2. Alignment at Technical Level
This level is addressing engineering practices such as Continuous Integration as well as Continuous Delivery. It is also relevant concerning the software architecture. In most cases, it is the monolith-versus-microservice architecture debate.
Signs That Your Efforts to Align Scrum Teams Are Failing
If the experiment with the first Scrum team proves successful, organizations will often start creating more Scrum teams.
No matter your engineering practices, you will quickly discover that the communication overhead will grow by comparison exponentially. This overhead growth is particularly visible to organizations that create component teams and that are working on a monolithic application.
Though the need for better communication among the Scrum teams is a no-brainer to everyone, it is interesting to observe the communication inertia between teams — even if located next to each other.
Some of the typically resulting alignment anti-patterns at the beginning are:
- “They” (meaning another Scrum team) touched “our code.” (Without approval from us; a perceived on even encouraged code ownership at the team level.)
- Deployments by individual Scrum teams happen without prior communication to the other teams, thus breaking things. (Was-working-on-our-staging-system syndrome.)
- There is no regular sharing of knowledge among teams (for example, training colleagues on new code if not ordered by the management).
- Scrum of Scrums meetings are not attended. Common excuses: “Scrum has so many meetings; when am I supposed to finish my work? and “Our issues are not affecting any other Scrum team.”
The Necessity to Improve Inter-Team Communication
The cause for the resulting communication overhead is dependencies between teams resulting in creating queues, waste and, thus, costs of delay.
To reduce the number of dependencies between Scrum teams, they need to be autonomous. However, autonomy without accountability equals anarchy. The process of aligning Scrum teams, therefore, needs to start at the organization’s cultural level.
Improving the culture cannot by ordered by edict from the C-level.

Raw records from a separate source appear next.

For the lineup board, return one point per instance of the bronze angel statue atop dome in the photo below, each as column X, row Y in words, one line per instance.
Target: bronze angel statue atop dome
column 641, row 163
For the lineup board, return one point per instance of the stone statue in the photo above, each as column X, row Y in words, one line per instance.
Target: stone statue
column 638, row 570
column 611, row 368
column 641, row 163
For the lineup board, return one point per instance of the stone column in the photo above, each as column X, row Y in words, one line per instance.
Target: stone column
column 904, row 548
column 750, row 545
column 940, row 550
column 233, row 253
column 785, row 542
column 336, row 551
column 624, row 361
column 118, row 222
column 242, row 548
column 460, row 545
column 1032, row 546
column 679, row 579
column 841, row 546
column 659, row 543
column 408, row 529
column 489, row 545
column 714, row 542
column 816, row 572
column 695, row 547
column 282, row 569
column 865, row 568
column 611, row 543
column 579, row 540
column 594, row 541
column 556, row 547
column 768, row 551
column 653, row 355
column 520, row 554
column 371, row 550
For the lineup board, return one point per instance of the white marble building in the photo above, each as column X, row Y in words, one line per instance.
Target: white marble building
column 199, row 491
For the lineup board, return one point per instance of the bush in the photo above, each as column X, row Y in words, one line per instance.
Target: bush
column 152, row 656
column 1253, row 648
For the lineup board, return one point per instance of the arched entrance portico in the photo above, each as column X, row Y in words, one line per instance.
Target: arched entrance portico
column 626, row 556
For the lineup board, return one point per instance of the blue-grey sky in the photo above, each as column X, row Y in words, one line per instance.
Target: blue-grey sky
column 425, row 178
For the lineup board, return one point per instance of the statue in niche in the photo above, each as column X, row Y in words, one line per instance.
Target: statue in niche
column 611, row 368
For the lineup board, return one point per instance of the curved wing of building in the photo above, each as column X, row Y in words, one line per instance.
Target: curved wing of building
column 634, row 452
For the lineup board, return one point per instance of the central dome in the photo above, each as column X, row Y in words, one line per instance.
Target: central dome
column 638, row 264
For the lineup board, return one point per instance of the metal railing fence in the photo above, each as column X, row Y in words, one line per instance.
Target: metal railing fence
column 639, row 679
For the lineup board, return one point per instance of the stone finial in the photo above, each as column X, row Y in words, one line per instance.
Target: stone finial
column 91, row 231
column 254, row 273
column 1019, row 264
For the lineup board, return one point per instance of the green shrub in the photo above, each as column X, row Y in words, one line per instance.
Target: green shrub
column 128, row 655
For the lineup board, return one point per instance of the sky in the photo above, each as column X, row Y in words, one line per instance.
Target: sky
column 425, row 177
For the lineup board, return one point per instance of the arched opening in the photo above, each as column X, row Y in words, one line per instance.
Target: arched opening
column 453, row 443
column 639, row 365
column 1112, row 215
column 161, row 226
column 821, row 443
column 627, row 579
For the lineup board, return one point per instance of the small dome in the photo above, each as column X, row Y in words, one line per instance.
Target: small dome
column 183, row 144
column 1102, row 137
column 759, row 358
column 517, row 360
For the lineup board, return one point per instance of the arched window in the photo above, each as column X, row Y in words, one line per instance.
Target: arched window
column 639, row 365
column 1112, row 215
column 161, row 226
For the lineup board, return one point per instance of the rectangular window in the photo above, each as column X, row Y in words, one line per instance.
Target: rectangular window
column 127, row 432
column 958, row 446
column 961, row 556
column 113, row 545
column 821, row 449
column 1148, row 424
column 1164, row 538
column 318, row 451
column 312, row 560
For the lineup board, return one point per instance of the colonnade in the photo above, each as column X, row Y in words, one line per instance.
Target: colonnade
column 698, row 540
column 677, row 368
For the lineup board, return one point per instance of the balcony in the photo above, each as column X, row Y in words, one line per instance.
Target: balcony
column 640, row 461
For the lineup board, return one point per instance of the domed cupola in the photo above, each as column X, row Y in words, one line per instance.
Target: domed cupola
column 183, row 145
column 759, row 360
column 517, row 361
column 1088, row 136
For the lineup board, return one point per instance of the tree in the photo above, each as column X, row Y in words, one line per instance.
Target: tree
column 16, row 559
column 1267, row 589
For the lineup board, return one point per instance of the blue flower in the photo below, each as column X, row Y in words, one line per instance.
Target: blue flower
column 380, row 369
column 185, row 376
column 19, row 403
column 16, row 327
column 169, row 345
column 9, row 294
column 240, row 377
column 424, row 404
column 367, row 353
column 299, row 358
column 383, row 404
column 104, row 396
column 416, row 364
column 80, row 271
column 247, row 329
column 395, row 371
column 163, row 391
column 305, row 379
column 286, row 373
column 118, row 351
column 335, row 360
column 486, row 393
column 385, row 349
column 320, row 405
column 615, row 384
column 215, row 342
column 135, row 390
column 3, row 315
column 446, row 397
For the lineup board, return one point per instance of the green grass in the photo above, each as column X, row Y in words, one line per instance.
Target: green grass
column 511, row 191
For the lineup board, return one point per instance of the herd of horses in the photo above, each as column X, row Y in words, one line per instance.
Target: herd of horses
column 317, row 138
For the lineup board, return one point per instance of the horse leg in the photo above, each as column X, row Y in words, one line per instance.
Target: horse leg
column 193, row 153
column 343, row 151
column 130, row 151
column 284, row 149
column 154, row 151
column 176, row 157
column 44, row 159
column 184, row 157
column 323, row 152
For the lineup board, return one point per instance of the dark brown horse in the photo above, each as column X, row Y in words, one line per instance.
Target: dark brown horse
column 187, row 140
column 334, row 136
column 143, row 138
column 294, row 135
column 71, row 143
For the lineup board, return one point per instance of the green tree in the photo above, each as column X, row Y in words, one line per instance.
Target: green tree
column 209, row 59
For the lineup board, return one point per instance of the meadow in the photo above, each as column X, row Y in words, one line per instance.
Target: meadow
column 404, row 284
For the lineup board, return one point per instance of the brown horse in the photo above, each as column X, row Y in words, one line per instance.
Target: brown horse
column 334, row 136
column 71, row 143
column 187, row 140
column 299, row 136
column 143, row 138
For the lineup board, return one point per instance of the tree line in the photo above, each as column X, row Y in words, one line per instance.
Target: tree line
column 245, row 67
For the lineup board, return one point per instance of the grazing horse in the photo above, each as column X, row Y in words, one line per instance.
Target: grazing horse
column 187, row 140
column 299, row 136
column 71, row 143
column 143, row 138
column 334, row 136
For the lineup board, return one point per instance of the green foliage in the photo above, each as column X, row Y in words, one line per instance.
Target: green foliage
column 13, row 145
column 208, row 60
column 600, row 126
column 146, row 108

It needs to be a journey that includes everyone affected. If Scrum teams are to move out of their comfort zones and accept accountability, failure must be a safe experience, and radical transparency needs to be embraced.
The cultural change which is required to align Scrum teams at the process level is ideally backed by a simultaneous transition to an anti-fragile or resilient system architecture.
Technical failure — no matter the effort invested upfront — will be inevitable during this change process. The effective way to deal with failure at a system level is, therefore, not to focus on preventing it from happening at all. The effective way is to create a fault-tolerant environment that excels at rolling back hazardous deploys.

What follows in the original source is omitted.